Two similar bills before the Judiciary Committee would change the way judges get and attempt to keep their jobs. House Bill 447, from Del. Kathleen M. Dumais (D-Montgomery), calls for a constitutional amendment that would allow Circuit Court judges to be appointed with Senate confirmation and then run in retention elections, rather than in wide-open scrums. Under the provisions of the bill, the Circuit Court judges’ terms would be reduced from 15 years to 14 years, while appeals court judges’ terms would be increased to 14 years.
House Bill 35, from Del. Jon S. Cardin (D-Baltimore County), also envisions a constitutional amendment and calls for Circuit Court judges to be appointed and then run for 12-year terms in a retention election, while appeals court judges’ terms would be increased to 12 years.
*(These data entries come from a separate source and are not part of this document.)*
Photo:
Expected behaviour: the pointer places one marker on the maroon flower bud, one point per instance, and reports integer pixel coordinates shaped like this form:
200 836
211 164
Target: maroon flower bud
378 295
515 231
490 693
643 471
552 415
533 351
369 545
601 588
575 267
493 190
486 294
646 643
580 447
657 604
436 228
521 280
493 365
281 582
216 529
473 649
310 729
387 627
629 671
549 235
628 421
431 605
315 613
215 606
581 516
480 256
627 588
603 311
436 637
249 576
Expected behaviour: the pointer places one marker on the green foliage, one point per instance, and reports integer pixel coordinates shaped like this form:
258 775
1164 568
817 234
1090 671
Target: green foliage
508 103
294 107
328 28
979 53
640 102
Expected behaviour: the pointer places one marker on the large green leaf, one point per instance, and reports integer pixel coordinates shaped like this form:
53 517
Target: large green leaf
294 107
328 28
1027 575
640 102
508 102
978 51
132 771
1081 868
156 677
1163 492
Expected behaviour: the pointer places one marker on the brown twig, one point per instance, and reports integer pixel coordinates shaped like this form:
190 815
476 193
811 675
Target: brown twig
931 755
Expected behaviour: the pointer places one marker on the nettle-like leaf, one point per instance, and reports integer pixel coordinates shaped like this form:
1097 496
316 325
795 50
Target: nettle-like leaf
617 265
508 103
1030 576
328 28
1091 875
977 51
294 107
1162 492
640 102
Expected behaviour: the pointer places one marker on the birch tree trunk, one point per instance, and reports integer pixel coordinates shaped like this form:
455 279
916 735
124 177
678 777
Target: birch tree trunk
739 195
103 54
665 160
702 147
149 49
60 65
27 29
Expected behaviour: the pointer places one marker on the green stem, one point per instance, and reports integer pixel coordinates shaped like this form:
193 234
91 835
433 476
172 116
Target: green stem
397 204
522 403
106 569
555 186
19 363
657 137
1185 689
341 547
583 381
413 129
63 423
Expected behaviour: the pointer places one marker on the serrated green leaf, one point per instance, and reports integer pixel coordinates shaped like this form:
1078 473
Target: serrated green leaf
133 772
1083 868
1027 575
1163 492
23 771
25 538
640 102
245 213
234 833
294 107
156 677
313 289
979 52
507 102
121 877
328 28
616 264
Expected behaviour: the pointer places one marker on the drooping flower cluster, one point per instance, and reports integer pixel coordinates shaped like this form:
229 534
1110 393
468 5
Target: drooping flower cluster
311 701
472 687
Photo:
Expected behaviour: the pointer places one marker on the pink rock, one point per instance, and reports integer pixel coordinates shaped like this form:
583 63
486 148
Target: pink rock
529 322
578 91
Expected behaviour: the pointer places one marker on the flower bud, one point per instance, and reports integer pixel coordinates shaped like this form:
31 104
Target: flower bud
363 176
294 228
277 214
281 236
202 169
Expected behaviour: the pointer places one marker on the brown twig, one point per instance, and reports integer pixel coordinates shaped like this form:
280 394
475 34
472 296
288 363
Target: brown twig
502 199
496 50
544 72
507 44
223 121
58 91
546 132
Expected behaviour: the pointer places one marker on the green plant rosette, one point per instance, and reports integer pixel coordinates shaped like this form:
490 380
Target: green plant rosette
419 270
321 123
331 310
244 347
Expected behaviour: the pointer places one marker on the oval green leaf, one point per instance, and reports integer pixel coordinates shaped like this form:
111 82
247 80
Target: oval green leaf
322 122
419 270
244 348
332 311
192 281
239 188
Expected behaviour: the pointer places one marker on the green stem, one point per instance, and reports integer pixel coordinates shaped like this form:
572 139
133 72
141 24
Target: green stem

Barbera and two other jurists, Montgomery County Circuit Court Judge Bibi M. Berry, who just won a full term in November after being appointed by Hogan in 2019, and Circuit Court Judge Keith A. Baynes, whose judicial district includes five Eastern Shore counties, testified in favor of both bills. They argued that there’s a danger in the wide-open election process for the Circuit Court, because judges who have been vetted by a screening panel could be ousted by challengers without the same credentials ― even some who have been rejected by a judicial nominating commission.
When Del. Daniel L. Cox (R-Frederick) observed that the challengers who were elected in November “all seemed eminently qualified,” Berry did not disagree, but said these types of elections are too risky.
“Therein lies the crux of the problem ― that we don’t know, can’t know” if challengers are qualified.
Berry also described campaigning as producing uncomfortable moments ― being asked by voters or at campaign forums what political party she belonged to and her opinions on hot-button issues like abortion, which aren’t really relevant to the job.
Both Cardin and Dumais said that the judicial screening commissions under Hogan and his most recent predecessors, Democrat and Republican, have been committed to diversifying the bench, and that the appointments reflect that commitment. But some lawmakers said they’re still not seeing the desired results.
“This has been a huge thing in Anne Arundel County, where we only recently just had an African-American woman appointed [to the bench],” said Del. J. Sandra Bartlett (D-Anne Arundel). “If you’re going to give white male candidates to the governor, then by golly, who is the governor going to appoint?”
Proponents of the Cardin and Dumais bills noted that changing Circuit Court races to retention elections still gives the voters a measure of say over the judiciary. And they argued that eliminating multicandidate judicial elections would take big money out of the process.
But Marylin Pierre, who has applied unsuccessfully for judgeships nine times and has twice challenged sitting Montgomery County judges in elections, said such a choice would be insufficient.
“Intrinsic in the right to vote is the right to vote for the candidate of your choice,” she said, arguing that she is as qualified as any of the appointed judges (Dumais praised Pierre as a passionate and energetic advocate, but stopped short of saying she deserved to be a judge).
Speaking to a panel of lawmakers who have been elected to their positions, Pierre added: “Ask yourself if you’d be here if you had to go through a screening process of this type.”